Já os nus femininos da pintura brasileira acadêmica da segunda metade do século XIX foram feitos nos ateliês particulares em Paris.[6] Este aspecto é relevante nesta discussão porque obrigava o artista a imaginar um corpo brasileiro com um modelo francês, italiano ou de outro país; impondo-se ao artista a necessidade de lembrar e construir uma “ficção real do corpo nacional” a partir da memória.

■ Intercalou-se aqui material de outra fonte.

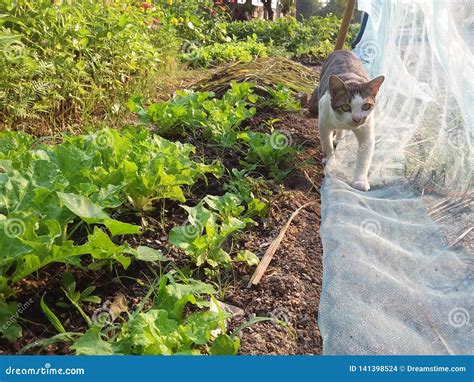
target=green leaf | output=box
[136,246,169,262]
[209,334,240,355]
[57,192,140,236]
[0,301,22,342]
[235,250,260,265]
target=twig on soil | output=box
[247,202,317,288]
[303,170,319,194]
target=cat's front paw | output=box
[352,179,370,191]
[322,153,336,165]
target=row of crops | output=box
[0,0,348,354]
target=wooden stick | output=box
[334,0,355,50]
[247,202,317,288]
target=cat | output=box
[310,50,385,191]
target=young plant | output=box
[239,130,297,182]
[169,193,262,267]
[71,275,240,355]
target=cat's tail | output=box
[308,88,319,117]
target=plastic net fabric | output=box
[318,0,474,354]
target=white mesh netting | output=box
[318,0,474,354]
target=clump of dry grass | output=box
[193,57,318,97]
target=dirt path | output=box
[231,114,323,354]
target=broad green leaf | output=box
[40,295,66,333]
[235,250,260,265]
[209,334,240,355]
[0,301,22,342]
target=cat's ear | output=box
[329,76,347,98]
[365,76,385,97]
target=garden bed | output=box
[0,106,323,354]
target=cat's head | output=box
[329,76,385,128]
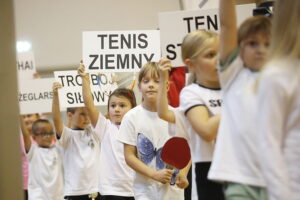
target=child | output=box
[52,83,100,200]
[158,30,223,200]
[20,113,40,200]
[257,0,300,200]
[118,62,187,200]
[78,63,136,200]
[21,117,64,200]
[209,0,271,200]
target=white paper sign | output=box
[17,52,36,79]
[159,4,255,67]
[19,78,54,115]
[54,71,118,108]
[82,30,161,73]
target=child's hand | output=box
[176,172,189,189]
[152,169,174,184]
[158,58,172,78]
[77,60,88,78]
[52,82,62,94]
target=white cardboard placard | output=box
[18,78,54,115]
[17,51,36,79]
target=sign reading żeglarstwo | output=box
[54,70,118,108]
[17,51,36,79]
[82,30,161,73]
[18,78,54,115]
[159,4,255,67]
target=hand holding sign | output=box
[161,137,191,184]
[158,58,172,80]
[53,82,62,95]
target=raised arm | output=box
[156,59,175,123]
[20,115,31,152]
[186,106,221,142]
[52,82,64,137]
[220,0,237,63]
[78,61,99,127]
[124,144,173,184]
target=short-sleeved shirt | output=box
[26,144,64,200]
[95,114,134,196]
[59,126,100,196]
[118,105,184,200]
[208,51,265,186]
[257,58,300,200]
[180,83,222,162]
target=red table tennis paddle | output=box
[161,137,191,185]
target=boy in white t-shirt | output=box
[21,117,64,200]
[52,83,100,200]
[208,0,271,200]
[118,63,188,200]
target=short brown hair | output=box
[238,15,271,45]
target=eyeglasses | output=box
[34,132,54,137]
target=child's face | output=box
[240,33,269,71]
[68,108,90,129]
[139,72,159,103]
[22,114,40,133]
[189,41,219,83]
[32,123,54,148]
[108,96,132,124]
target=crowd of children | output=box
[20,0,300,200]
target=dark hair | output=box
[32,119,52,135]
[238,15,271,45]
[107,88,136,110]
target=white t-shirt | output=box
[208,52,265,186]
[180,83,221,163]
[118,105,184,200]
[59,126,100,196]
[26,143,64,200]
[95,114,134,196]
[257,59,300,200]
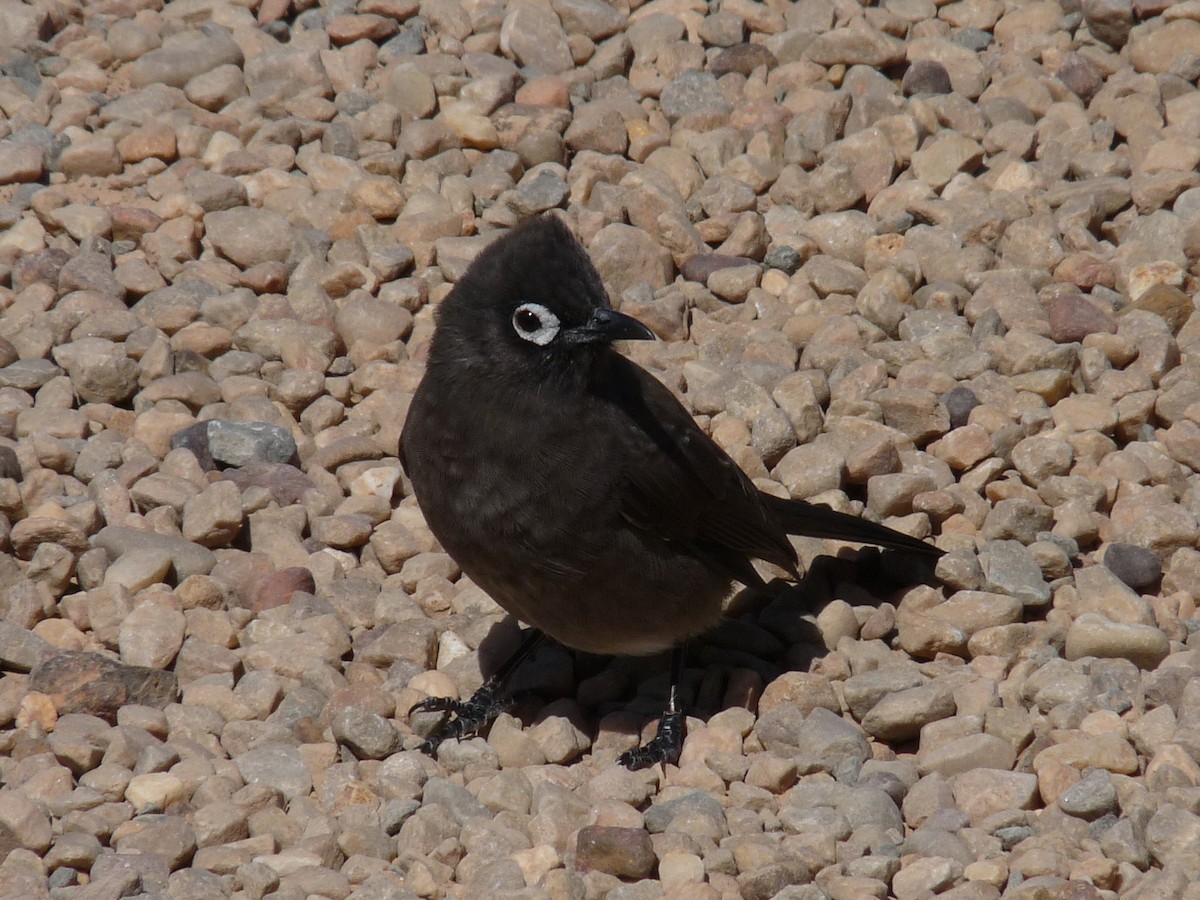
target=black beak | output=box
[563,307,654,343]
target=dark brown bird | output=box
[401,215,941,767]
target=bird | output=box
[401,214,942,769]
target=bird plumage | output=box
[401,216,940,654]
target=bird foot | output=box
[617,710,684,772]
[408,683,509,754]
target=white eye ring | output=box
[512,304,558,347]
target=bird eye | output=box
[512,304,558,347]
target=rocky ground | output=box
[0,0,1200,900]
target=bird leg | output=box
[408,628,546,754]
[617,642,688,772]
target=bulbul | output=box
[401,215,941,768]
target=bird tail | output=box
[762,493,943,557]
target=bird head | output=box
[430,215,654,380]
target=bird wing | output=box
[606,356,798,587]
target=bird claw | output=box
[617,710,684,772]
[408,684,508,754]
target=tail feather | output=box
[762,493,943,557]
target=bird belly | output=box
[409,393,731,654]
[418,472,731,655]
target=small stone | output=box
[119,600,186,668]
[863,683,954,740]
[1064,612,1171,670]
[330,707,401,760]
[1046,294,1117,343]
[1103,542,1163,590]
[901,59,954,97]
[125,772,187,815]
[204,206,294,269]
[1058,769,1117,822]
[575,826,656,878]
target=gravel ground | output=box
[0,0,1200,900]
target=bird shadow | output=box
[463,547,936,758]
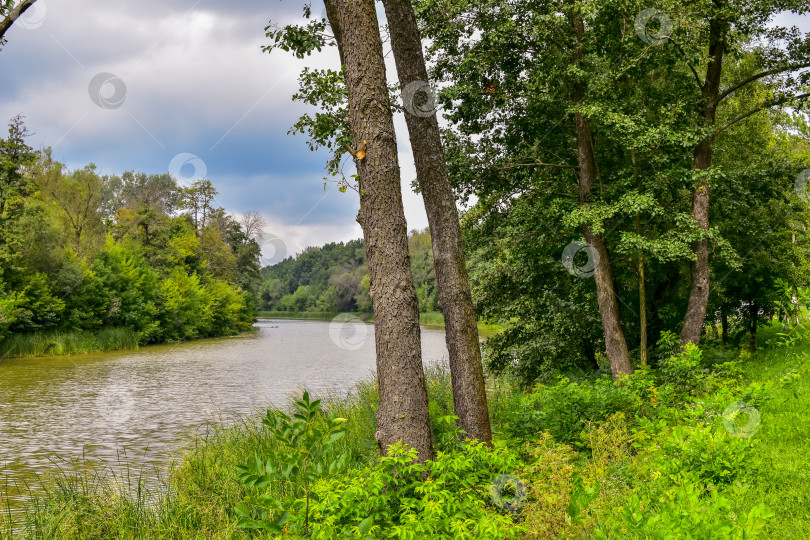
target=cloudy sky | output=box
[0,0,810,259]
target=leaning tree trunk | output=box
[326,0,433,461]
[383,0,492,443]
[681,20,727,345]
[572,8,633,379]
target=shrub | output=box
[594,476,774,540]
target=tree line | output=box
[266,0,810,457]
[0,117,260,344]
[7,0,810,466]
[259,229,439,313]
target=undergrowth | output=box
[0,324,810,540]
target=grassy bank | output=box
[0,322,810,540]
[256,311,374,322]
[257,311,503,337]
[0,328,138,358]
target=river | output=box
[0,320,447,506]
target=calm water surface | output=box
[0,320,447,503]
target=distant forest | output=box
[0,117,261,348]
[259,229,439,313]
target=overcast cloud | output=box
[0,0,810,259]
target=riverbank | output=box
[0,322,810,540]
[0,328,262,359]
[257,311,504,337]
[0,328,138,358]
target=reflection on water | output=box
[0,320,447,508]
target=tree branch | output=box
[717,62,810,103]
[495,161,579,171]
[669,38,703,90]
[0,0,37,41]
[708,92,810,141]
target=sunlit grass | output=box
[0,328,138,358]
[0,328,810,540]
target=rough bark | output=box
[326,0,433,461]
[572,8,633,379]
[638,255,647,366]
[748,302,759,353]
[0,0,36,41]
[681,20,727,345]
[383,0,492,443]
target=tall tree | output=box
[178,178,218,235]
[570,1,633,378]
[383,0,492,443]
[672,0,810,343]
[326,0,433,460]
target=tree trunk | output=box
[571,6,633,379]
[681,20,727,345]
[748,302,759,354]
[326,0,433,461]
[383,0,492,443]
[638,255,647,366]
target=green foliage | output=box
[300,442,521,539]
[236,392,348,537]
[259,229,439,313]
[633,419,759,485]
[594,476,774,540]
[0,122,260,355]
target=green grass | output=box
[0,322,810,540]
[0,367,452,540]
[256,311,504,337]
[0,328,138,358]
[256,311,374,322]
[738,327,810,538]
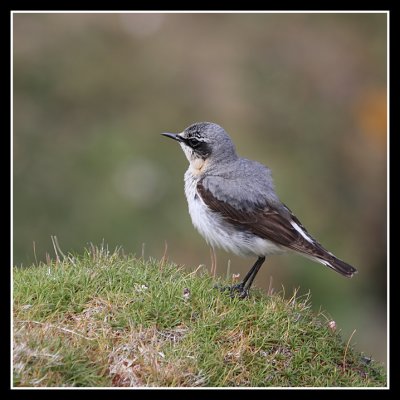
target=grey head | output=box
[162,122,238,166]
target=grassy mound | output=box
[13,248,386,387]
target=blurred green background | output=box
[13,13,387,368]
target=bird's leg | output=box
[231,257,265,299]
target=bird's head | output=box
[162,122,237,169]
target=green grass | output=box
[13,248,386,387]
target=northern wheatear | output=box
[162,122,357,297]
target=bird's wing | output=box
[197,181,356,276]
[197,181,316,252]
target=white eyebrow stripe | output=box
[290,221,314,243]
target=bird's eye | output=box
[188,139,201,148]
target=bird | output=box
[162,122,357,298]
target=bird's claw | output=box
[214,283,249,299]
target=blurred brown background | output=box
[13,13,387,368]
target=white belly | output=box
[185,170,282,257]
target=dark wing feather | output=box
[197,181,356,276]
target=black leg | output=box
[231,257,265,299]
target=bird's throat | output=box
[190,158,206,175]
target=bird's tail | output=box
[314,253,357,278]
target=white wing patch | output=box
[290,221,314,243]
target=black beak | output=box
[161,133,185,142]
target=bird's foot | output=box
[214,283,249,299]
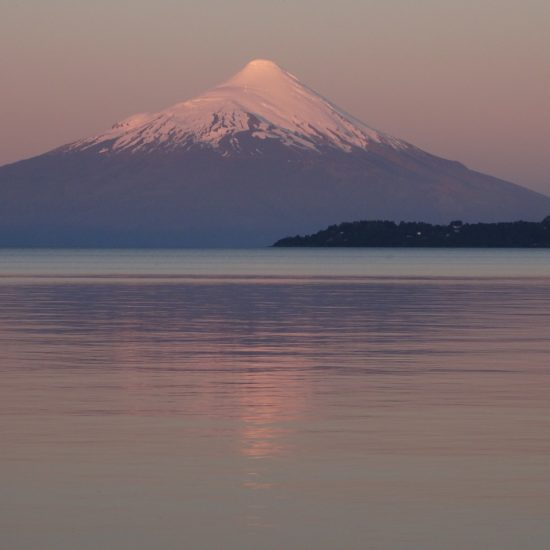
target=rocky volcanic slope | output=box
[0,60,550,246]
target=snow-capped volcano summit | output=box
[0,59,550,247]
[68,59,408,156]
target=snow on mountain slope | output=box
[63,59,413,156]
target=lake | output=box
[0,249,550,550]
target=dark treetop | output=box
[273,216,550,247]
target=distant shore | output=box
[273,216,550,248]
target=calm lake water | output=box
[0,249,550,550]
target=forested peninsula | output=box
[273,216,550,248]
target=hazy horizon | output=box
[0,0,550,194]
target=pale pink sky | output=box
[0,0,550,194]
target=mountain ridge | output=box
[0,60,550,247]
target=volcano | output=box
[0,59,550,247]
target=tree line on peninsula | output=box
[273,216,550,248]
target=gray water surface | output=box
[0,249,550,550]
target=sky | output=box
[0,0,550,194]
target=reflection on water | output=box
[0,251,550,550]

A representação do feminino tem uma função importante nas representações visuais da Nação; pois, para a “imagined community” (CARVALHO, 1990), a representação visual do feminino serve como uma segurança de identidade, pertença e elos comuns, formando uma comunidade imaginária e prometendo superar interesses divergentes.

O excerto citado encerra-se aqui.